Better still is "Stick-To-It-Ivity", a ghastly jingle grace by a truly stunning collection of images that are breathtakingly unlike the Disney norm, though none of them are truly original (some of the package films and Silly Symphonies had performed similar experiments): but still, the use of shading, of texture, and of non-realistic lines are powerful stuff, visually, proof that even if Walt wanted So Dear to My Heart to be a sweet, uplifting lark, somebody on his staff wanted it to be an attempt to do something truly creative in a way the studio hadn't been able to for more than half a decade. These are not images that should accompany a brainless anthem like "Stick-To-It-Ivity" (not even when it bizarrely name-drops every child's favorite hero, Robert the Bruce) but if that's the price I have to pay, then I'll pay it.




Hell, I'll even agree to overlook the incredibly obvious steal of some animation from Fantasia, a barbarically obvious lift even given Disney's open willingness to rifle through its archives for material - only the numerous appearances of that damn quail from Bambi can compete.

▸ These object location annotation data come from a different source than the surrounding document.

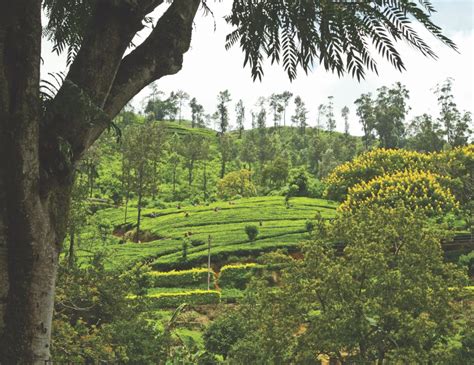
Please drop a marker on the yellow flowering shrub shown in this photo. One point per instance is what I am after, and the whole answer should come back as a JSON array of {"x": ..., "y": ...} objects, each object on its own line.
[
  {"x": 458, "y": 164},
  {"x": 371, "y": 165},
  {"x": 417, "y": 190}
]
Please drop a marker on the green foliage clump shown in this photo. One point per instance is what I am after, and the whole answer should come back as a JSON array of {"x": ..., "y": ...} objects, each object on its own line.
[
  {"x": 370, "y": 165},
  {"x": 180, "y": 279},
  {"x": 388, "y": 298},
  {"x": 222, "y": 333},
  {"x": 236, "y": 183},
  {"x": 417, "y": 190},
  {"x": 467, "y": 261},
  {"x": 309, "y": 225},
  {"x": 174, "y": 300},
  {"x": 94, "y": 319},
  {"x": 252, "y": 232}
]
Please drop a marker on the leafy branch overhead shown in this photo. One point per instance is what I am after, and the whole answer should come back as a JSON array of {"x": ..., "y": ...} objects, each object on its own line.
[{"x": 337, "y": 35}]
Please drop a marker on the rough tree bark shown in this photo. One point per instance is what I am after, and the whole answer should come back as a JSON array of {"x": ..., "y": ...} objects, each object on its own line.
[{"x": 38, "y": 151}]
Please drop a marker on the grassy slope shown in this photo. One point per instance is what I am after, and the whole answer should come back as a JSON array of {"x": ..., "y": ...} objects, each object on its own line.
[{"x": 225, "y": 223}]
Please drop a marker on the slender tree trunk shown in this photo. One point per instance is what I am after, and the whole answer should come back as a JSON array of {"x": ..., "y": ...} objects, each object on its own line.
[
  {"x": 71, "y": 254},
  {"x": 190, "y": 172},
  {"x": 223, "y": 163},
  {"x": 139, "y": 205},
  {"x": 204, "y": 181},
  {"x": 174, "y": 179},
  {"x": 91, "y": 180},
  {"x": 127, "y": 198}
]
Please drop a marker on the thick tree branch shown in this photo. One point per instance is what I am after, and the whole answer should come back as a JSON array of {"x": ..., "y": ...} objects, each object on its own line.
[
  {"x": 161, "y": 54},
  {"x": 77, "y": 108}
]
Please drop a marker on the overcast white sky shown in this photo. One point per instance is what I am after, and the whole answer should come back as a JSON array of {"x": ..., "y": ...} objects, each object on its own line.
[{"x": 208, "y": 68}]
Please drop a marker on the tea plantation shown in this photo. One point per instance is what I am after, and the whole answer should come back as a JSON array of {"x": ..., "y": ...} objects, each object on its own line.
[{"x": 224, "y": 223}]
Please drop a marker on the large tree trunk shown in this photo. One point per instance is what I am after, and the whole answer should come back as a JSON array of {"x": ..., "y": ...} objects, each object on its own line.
[{"x": 33, "y": 214}]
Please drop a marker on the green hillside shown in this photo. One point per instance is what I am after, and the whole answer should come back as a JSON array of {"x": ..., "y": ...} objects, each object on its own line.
[{"x": 224, "y": 222}]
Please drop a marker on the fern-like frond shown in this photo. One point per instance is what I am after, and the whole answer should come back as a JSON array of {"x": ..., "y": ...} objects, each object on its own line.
[{"x": 337, "y": 35}]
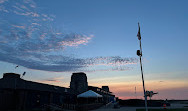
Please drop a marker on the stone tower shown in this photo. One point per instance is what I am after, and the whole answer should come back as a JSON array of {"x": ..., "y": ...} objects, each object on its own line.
[{"x": 79, "y": 82}]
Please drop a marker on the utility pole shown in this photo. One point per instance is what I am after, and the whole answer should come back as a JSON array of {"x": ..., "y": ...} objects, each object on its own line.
[{"x": 139, "y": 53}]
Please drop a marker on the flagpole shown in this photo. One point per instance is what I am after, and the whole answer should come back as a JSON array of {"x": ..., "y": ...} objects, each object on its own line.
[{"x": 140, "y": 55}]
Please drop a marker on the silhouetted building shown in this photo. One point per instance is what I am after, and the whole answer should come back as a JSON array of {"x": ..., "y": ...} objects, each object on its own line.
[
  {"x": 19, "y": 94},
  {"x": 79, "y": 82},
  {"x": 16, "y": 93},
  {"x": 106, "y": 88}
]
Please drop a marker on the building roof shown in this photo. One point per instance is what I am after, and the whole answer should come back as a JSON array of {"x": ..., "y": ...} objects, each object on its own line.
[{"x": 89, "y": 94}]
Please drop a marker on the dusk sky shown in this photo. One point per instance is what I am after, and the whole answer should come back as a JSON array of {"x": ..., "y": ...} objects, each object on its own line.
[{"x": 51, "y": 39}]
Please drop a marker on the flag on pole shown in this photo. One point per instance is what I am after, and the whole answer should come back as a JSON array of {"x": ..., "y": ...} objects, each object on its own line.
[{"x": 139, "y": 35}]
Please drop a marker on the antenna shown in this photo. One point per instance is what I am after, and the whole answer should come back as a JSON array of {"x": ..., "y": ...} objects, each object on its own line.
[{"x": 23, "y": 74}]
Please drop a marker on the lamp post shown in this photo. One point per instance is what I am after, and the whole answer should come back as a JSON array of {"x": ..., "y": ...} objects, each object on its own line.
[{"x": 139, "y": 53}]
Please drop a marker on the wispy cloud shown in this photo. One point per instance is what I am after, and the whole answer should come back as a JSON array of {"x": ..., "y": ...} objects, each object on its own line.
[{"x": 29, "y": 38}]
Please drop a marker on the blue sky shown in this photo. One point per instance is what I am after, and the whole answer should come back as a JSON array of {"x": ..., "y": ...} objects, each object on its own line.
[{"x": 50, "y": 39}]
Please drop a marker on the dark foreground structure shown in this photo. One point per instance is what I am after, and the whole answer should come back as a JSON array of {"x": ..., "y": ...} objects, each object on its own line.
[{"x": 19, "y": 94}]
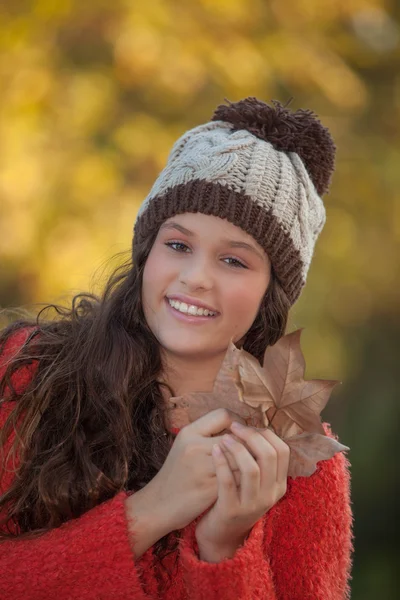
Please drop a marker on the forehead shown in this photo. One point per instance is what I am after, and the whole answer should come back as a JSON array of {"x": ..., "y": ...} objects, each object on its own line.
[{"x": 200, "y": 224}]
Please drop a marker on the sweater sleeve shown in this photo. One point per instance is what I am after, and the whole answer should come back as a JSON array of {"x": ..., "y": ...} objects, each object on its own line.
[
  {"x": 247, "y": 575},
  {"x": 299, "y": 550},
  {"x": 89, "y": 557},
  {"x": 311, "y": 540}
]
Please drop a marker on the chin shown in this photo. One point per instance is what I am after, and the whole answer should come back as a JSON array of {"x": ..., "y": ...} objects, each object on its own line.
[{"x": 187, "y": 348}]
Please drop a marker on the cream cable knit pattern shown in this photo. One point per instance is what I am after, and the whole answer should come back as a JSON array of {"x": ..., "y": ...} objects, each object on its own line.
[{"x": 233, "y": 174}]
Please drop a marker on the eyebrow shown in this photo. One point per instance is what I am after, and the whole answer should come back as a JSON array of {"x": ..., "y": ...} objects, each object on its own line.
[{"x": 231, "y": 243}]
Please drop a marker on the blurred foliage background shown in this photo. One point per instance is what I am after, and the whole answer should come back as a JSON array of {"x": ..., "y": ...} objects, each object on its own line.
[{"x": 93, "y": 95}]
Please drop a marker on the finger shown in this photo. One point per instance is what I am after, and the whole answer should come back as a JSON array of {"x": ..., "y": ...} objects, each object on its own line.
[
  {"x": 282, "y": 451},
  {"x": 265, "y": 454},
  {"x": 249, "y": 470},
  {"x": 214, "y": 422},
  {"x": 227, "y": 488}
]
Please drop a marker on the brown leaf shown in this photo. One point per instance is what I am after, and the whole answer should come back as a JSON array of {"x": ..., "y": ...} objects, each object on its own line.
[
  {"x": 307, "y": 449},
  {"x": 296, "y": 403},
  {"x": 274, "y": 395},
  {"x": 187, "y": 408}
]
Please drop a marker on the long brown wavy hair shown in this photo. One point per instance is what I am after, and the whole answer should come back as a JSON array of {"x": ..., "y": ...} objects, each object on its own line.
[{"x": 93, "y": 413}]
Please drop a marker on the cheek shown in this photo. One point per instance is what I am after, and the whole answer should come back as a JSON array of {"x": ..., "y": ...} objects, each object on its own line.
[
  {"x": 151, "y": 278},
  {"x": 243, "y": 301}
]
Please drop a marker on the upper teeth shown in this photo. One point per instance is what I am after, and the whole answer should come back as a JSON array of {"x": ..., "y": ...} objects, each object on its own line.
[{"x": 191, "y": 309}]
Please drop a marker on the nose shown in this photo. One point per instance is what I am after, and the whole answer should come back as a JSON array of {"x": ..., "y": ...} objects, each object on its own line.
[{"x": 196, "y": 274}]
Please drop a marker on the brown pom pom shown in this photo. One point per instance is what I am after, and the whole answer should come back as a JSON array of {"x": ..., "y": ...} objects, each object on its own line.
[{"x": 299, "y": 131}]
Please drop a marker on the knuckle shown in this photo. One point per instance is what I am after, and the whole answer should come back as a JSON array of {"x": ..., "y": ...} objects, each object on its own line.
[
  {"x": 284, "y": 449},
  {"x": 253, "y": 471}
]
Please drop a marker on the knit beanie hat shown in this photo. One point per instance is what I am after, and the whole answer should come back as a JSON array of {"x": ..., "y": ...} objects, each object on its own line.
[{"x": 263, "y": 168}]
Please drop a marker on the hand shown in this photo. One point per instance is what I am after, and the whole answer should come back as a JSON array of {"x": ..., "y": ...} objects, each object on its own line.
[
  {"x": 186, "y": 484},
  {"x": 263, "y": 482}
]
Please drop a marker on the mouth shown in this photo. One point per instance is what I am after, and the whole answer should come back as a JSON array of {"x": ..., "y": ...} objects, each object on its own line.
[{"x": 188, "y": 317}]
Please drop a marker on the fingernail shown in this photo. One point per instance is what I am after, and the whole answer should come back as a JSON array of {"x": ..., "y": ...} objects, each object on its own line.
[
  {"x": 228, "y": 439},
  {"x": 217, "y": 450},
  {"x": 238, "y": 426}
]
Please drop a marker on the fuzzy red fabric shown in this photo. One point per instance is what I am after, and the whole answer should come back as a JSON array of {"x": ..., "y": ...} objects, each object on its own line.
[{"x": 300, "y": 550}]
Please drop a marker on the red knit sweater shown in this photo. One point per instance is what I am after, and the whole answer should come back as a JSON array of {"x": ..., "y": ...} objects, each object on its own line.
[{"x": 300, "y": 550}]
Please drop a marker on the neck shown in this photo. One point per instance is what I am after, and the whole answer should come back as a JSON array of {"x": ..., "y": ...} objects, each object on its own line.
[{"x": 185, "y": 375}]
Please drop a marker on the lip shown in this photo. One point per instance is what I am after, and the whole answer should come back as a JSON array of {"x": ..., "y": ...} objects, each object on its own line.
[
  {"x": 188, "y": 318},
  {"x": 189, "y": 300}
]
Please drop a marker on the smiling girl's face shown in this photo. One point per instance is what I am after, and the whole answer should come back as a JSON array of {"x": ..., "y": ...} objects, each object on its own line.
[{"x": 204, "y": 261}]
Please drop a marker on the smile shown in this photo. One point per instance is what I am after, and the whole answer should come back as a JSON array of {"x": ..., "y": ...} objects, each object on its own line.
[
  {"x": 190, "y": 309},
  {"x": 190, "y": 313}
]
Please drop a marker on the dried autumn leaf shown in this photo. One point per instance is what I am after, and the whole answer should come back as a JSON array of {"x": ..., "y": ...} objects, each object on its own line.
[
  {"x": 274, "y": 395},
  {"x": 296, "y": 402},
  {"x": 307, "y": 449},
  {"x": 187, "y": 408}
]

Fantasia: "Pastoral Symphony"

So Dear to My Heart, "Stick-To-It-Ivity"

A few minutes of amazing animation cannot save a feature, though, and audiences in 1949 - the year of the film's general release - apparently felt the same; the film slid through theaters making only a ripple in the box office, and fell into obscurity almost immediately, despite long remaining one of Walt's favorite pictures from his studio. The film's most lasting legacy is probably its inspiration for some of the architecture in Disneyland; it does not represent a tremendously significant step from Song of the South, the first predominately live-action Disney feature, to 1950's Treasure Island, the first entirely live-action Disney feature; it's probably not even as significant as the live-action Disney short Seal Island, the first in the True Life Adventures series, released the same year. It's simply an attempt to stay alive, and not a completely worthless one; though Disney's tendency towards flattening history in the name of warm fuzzies was arguably never this soporific, and for that reason I guess it has a certain place of prominence.